The Dow Jones Industrial closed 0.35 percent lower at 28,210.82 points. The experts at Index-Radar also see chart-technical risks for the US leading index. More sales in the direction of 28,000 points or even up to 27,100 points are to be expected. “Upward swings, on the other hand, are likely to expire between 28,900 and 29,000,” wrote chart technology analyst Andreas Büchler.
The market-wide S&P 500 was down 0.22 percent to 3435.56 points and the technology-heavy Nasdaq 100 was down 0.11 percent at 11,665.37 points.
The market-defining topic continues to be the negotiations between Republicans and Democrats about new financial aid in the corona pandemic. Although the market is bullish, the news has been mixed recently. Nancy Pelosi, spokeswoman for the Democrats in the House of Representatives, has recently been rather confident. On the other hand, the Republican majority leader in the Senate, Mitch McConnell, warned against agreeing to an agreement before the presidential election.
In addition, the corona infection numbers in the USA remain a risk factor for the stock market. So far, however, the US economy has continued to recover from the slump in the Corona crisis, according to the US Federal Reserve. Economic activity has increased in all districts, said the Fed’s economic report
Among the individual stocks, the shares of Snap stood out with a plus of a good 28 percent; in the meantime, the shares had reached a record high. The growth of the Snapchat photo app amid the corona pandemic made a big impression on investors. Numerous analysts then raised their price targets, including JPMorgan, Credit Suisse and Barclays.
Netflix, however, disappointed. After the corona-related subscription boom in the first half of the year, the number of customers for online video services declined sharply in the third quarter. Netflix missed its own forecast and remained far below the analysts’ expectations. The increasing competition in the streaming business is troubling the market leader. The papers slumped at the bottom of the Nasdaq 100 by around seven percent.

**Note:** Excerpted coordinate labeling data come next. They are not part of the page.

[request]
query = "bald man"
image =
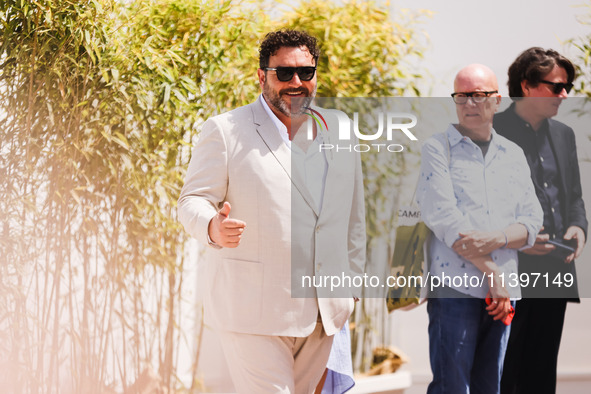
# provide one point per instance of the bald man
(477, 197)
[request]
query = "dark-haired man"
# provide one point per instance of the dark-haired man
(261, 208)
(538, 82)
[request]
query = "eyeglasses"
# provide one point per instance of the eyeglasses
(285, 74)
(558, 86)
(477, 97)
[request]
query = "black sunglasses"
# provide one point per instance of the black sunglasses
(285, 74)
(558, 86)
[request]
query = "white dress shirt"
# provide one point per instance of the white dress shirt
(311, 164)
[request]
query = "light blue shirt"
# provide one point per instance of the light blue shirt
(459, 190)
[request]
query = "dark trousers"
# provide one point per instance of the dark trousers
(532, 352)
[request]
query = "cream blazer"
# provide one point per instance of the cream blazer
(241, 158)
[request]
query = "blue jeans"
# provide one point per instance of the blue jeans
(466, 347)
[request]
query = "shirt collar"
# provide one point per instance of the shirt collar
(281, 128)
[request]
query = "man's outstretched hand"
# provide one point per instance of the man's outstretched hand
(223, 230)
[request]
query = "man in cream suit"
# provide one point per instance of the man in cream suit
(274, 207)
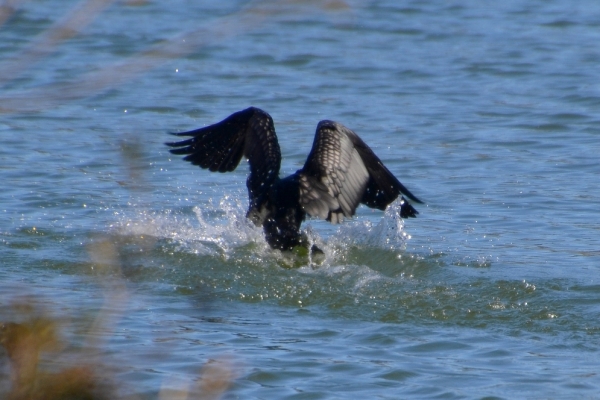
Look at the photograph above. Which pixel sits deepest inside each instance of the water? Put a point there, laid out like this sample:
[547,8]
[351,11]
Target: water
[488,112]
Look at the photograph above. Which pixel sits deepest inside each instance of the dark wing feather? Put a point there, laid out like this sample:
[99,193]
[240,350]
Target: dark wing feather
[220,147]
[342,171]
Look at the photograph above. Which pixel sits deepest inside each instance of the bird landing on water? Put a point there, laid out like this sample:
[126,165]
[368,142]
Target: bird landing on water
[340,172]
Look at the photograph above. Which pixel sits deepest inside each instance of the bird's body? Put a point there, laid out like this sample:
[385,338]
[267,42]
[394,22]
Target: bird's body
[340,172]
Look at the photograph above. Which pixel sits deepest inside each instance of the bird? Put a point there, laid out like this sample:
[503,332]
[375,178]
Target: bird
[339,174]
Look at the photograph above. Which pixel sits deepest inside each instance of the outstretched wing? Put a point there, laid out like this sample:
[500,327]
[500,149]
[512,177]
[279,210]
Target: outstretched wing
[342,171]
[220,147]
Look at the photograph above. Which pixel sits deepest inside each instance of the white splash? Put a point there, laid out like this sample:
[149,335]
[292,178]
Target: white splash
[387,234]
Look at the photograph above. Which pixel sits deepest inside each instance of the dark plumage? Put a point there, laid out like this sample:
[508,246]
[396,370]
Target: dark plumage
[340,172]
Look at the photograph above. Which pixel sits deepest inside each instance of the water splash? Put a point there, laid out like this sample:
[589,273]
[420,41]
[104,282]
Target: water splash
[220,228]
[387,234]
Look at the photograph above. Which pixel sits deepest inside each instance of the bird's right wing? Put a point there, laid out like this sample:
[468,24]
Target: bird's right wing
[220,147]
[342,171]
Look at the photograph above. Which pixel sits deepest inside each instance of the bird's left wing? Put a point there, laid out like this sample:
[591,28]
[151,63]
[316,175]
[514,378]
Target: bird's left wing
[249,133]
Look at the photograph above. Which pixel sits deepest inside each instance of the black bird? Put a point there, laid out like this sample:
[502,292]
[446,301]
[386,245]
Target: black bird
[340,172]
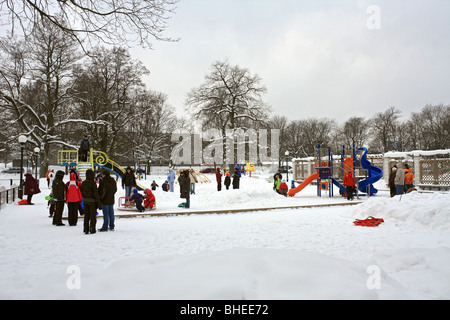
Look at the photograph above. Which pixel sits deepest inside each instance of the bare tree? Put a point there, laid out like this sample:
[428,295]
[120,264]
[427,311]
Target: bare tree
[104,90]
[306,135]
[34,82]
[354,131]
[229,96]
[432,127]
[386,129]
[93,21]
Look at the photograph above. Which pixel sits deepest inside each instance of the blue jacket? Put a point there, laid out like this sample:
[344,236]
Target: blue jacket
[171,176]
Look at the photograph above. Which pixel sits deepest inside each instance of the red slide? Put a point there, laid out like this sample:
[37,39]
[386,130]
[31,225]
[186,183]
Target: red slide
[300,187]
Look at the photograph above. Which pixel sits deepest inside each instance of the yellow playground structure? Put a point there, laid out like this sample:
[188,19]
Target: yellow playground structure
[96,158]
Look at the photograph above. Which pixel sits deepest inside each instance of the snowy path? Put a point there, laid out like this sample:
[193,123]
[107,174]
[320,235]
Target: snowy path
[283,254]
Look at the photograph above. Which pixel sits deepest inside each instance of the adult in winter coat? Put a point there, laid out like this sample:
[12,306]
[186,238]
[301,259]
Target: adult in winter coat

Since the beginning of the year, however, the price has already risen sharply.
Texas Instruments’ shares fell more than three percent. The chip company is expecting more sales for the current quarter than analysts currently have on the list, but after the record high about a week ago, the positive news was no longer enough for further price increases.
At the top of the Dow, Travelers shares continued their rally the day before, rising around six percent. The non-life insurer had already convinced investors on Tuesday with a doubled quarterly profit.
The euro was recently quoted at 1.1858 US dollars. The prospect that a hard break between the European Union and Great Britain could be avoided by the end of the year supported the common currency. The European Central Bank had set the reference rate at 1.1852 (Tuesday: 1.1810) dollars. The dollar thus cost 0.8437 (0.8467) euros.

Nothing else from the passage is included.